As for what will come from all this, I can only hope it will be worth the sacrifices made. After all, death is too higher price to pay if victory is not achieved. Despite this it is becoming all too clear that death will occur no matter which side wins. Cybertron is falling victim to the ceaseless violence engulfing it. The once beautiful land now tarnished and scattered with the remnants of battle upon battle. My fellow brethren do not care for this fact, although I often wonder if a part of them does. This is after all, our home.

The thunderous echo of explosions sound from the distance, so powerful I can feel the tremors. Iacon has become the new war ground since my leader brought the fight to it. It will only be a matter of time before it falls. I know that my fellow comrades are cheering for this prospect and a part of me wishes to join in with them. Such feelings as these run thick through my programming. War is in every circuit I possess, and yet I can't help but mourn for all that is being lost. I did not set out in life to become an antagonist of a once peaceful system, yet I made my choice just as many others did. I want what is best for Cybertron and if overthrowing a few worlds is the way to secure a more prospective future, then that is what I will do. I will follow my duties and the orders given to me and whatever the outcome is, we shall have to accept it and face up to any issues that result from it.

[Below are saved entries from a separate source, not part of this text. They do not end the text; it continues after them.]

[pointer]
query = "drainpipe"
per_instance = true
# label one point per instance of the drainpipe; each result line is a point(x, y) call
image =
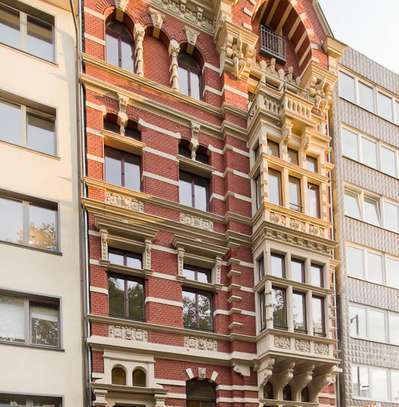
point(81, 192)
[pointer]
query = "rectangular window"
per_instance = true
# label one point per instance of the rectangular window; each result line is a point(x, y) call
point(275, 187)
point(36, 39)
point(273, 148)
point(122, 169)
point(318, 316)
point(314, 200)
point(385, 106)
point(126, 297)
point(197, 309)
point(277, 265)
point(316, 275)
point(295, 194)
point(279, 308)
point(29, 321)
point(366, 96)
point(193, 191)
point(196, 273)
point(124, 258)
point(299, 311)
point(298, 270)
point(31, 223)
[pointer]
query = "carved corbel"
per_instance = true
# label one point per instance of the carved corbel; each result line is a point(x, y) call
point(139, 33)
point(120, 7)
point(157, 21)
point(174, 49)
point(192, 36)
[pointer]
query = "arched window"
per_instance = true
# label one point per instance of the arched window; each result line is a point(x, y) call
point(305, 396)
point(139, 378)
point(118, 376)
point(287, 394)
point(189, 76)
point(200, 393)
point(119, 46)
point(268, 391)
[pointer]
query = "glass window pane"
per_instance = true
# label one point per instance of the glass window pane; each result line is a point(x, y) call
point(299, 311)
point(374, 267)
point(298, 270)
point(354, 262)
point(11, 120)
point(392, 266)
point(12, 317)
point(379, 380)
point(394, 328)
point(369, 152)
point(275, 187)
point(11, 220)
point(376, 325)
point(42, 227)
point(346, 87)
point(351, 205)
point(9, 27)
point(391, 216)
point(295, 194)
point(279, 308)
point(350, 142)
point(277, 265)
point(132, 174)
point(371, 212)
point(388, 161)
point(357, 322)
point(44, 326)
point(116, 290)
point(135, 297)
point(40, 38)
point(366, 96)
point(40, 134)
point(385, 106)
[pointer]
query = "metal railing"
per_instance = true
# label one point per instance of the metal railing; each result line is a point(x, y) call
point(272, 44)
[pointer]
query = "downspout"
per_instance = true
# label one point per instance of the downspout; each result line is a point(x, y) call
point(83, 247)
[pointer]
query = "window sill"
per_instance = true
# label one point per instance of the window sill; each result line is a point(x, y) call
point(25, 246)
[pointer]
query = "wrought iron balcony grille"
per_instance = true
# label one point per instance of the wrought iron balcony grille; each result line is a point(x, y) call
point(272, 44)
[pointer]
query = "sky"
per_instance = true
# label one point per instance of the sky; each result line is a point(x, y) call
point(369, 26)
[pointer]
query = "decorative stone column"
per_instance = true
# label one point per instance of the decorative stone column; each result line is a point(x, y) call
point(139, 33)
point(174, 49)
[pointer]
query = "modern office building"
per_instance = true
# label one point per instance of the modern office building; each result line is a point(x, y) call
point(40, 295)
point(210, 267)
point(366, 158)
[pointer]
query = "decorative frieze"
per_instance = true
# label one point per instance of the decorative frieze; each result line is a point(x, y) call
point(196, 221)
point(128, 333)
point(124, 202)
point(198, 343)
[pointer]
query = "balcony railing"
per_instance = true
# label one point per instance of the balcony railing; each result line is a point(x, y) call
point(272, 44)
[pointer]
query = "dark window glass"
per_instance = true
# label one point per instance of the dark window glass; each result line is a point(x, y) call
point(298, 270)
point(299, 311)
point(277, 265)
point(197, 273)
point(122, 169)
point(279, 308)
point(189, 76)
point(40, 38)
point(318, 316)
point(119, 46)
point(126, 297)
point(197, 309)
point(295, 194)
point(193, 191)
point(124, 258)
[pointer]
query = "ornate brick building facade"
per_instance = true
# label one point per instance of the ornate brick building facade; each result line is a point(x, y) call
point(211, 267)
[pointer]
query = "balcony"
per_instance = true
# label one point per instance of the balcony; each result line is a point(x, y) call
point(272, 44)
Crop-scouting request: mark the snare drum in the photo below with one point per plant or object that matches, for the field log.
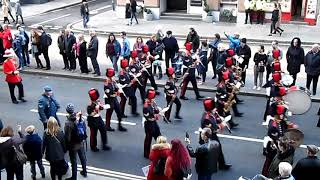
(298, 99)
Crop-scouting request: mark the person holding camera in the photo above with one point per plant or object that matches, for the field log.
(206, 155)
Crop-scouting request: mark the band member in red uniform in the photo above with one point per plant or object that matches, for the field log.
(128, 91)
(95, 121)
(171, 92)
(210, 119)
(111, 91)
(151, 116)
(189, 74)
(146, 61)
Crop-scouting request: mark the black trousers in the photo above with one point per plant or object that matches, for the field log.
(185, 85)
(152, 130)
(178, 106)
(168, 58)
(133, 102)
(20, 88)
(314, 79)
(15, 170)
(94, 132)
(114, 106)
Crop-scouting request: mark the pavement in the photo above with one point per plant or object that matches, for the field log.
(180, 28)
(126, 157)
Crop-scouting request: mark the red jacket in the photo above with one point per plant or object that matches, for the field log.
(8, 68)
(158, 150)
(7, 39)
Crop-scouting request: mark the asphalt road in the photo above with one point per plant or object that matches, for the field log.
(127, 153)
(62, 17)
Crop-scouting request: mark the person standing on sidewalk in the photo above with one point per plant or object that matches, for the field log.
(93, 53)
(171, 47)
(84, 11)
(125, 46)
(133, 10)
(62, 49)
(75, 138)
(295, 57)
(113, 50)
(312, 66)
(32, 148)
(45, 42)
(69, 41)
(260, 60)
(48, 106)
(18, 12)
(13, 77)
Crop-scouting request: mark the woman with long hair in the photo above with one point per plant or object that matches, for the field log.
(113, 50)
(178, 163)
(54, 148)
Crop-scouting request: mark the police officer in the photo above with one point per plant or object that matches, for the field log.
(189, 74)
(211, 120)
(171, 92)
(111, 91)
(128, 91)
(95, 121)
(151, 116)
(48, 106)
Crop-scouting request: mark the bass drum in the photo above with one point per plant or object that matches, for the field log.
(298, 99)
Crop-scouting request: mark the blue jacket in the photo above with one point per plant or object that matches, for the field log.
(47, 107)
(234, 43)
(33, 147)
(125, 51)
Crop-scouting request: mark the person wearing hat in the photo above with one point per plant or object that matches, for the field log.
(75, 138)
(48, 106)
(95, 121)
(126, 80)
(151, 116)
(308, 167)
(111, 91)
(171, 92)
(171, 47)
(244, 51)
(33, 149)
(13, 77)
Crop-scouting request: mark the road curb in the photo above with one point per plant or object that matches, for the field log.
(101, 79)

The battle rages on between the two factions and soon fate will have me making decisions that will affect the course of my life and perhaps that of others. I can only hope in my mind that something better will come out of all of this conflict. That this war and those to come will end soon. As a Decepticon, I should not possess any of these thoughts but then again, I always considered myself unorthodox. I am positive that I am not the only one who shares these thoughts; maybe someday they will amount to something. Until then, I will fight.

My name is Darkstreak, and I am a Cybertronian fighting for my future.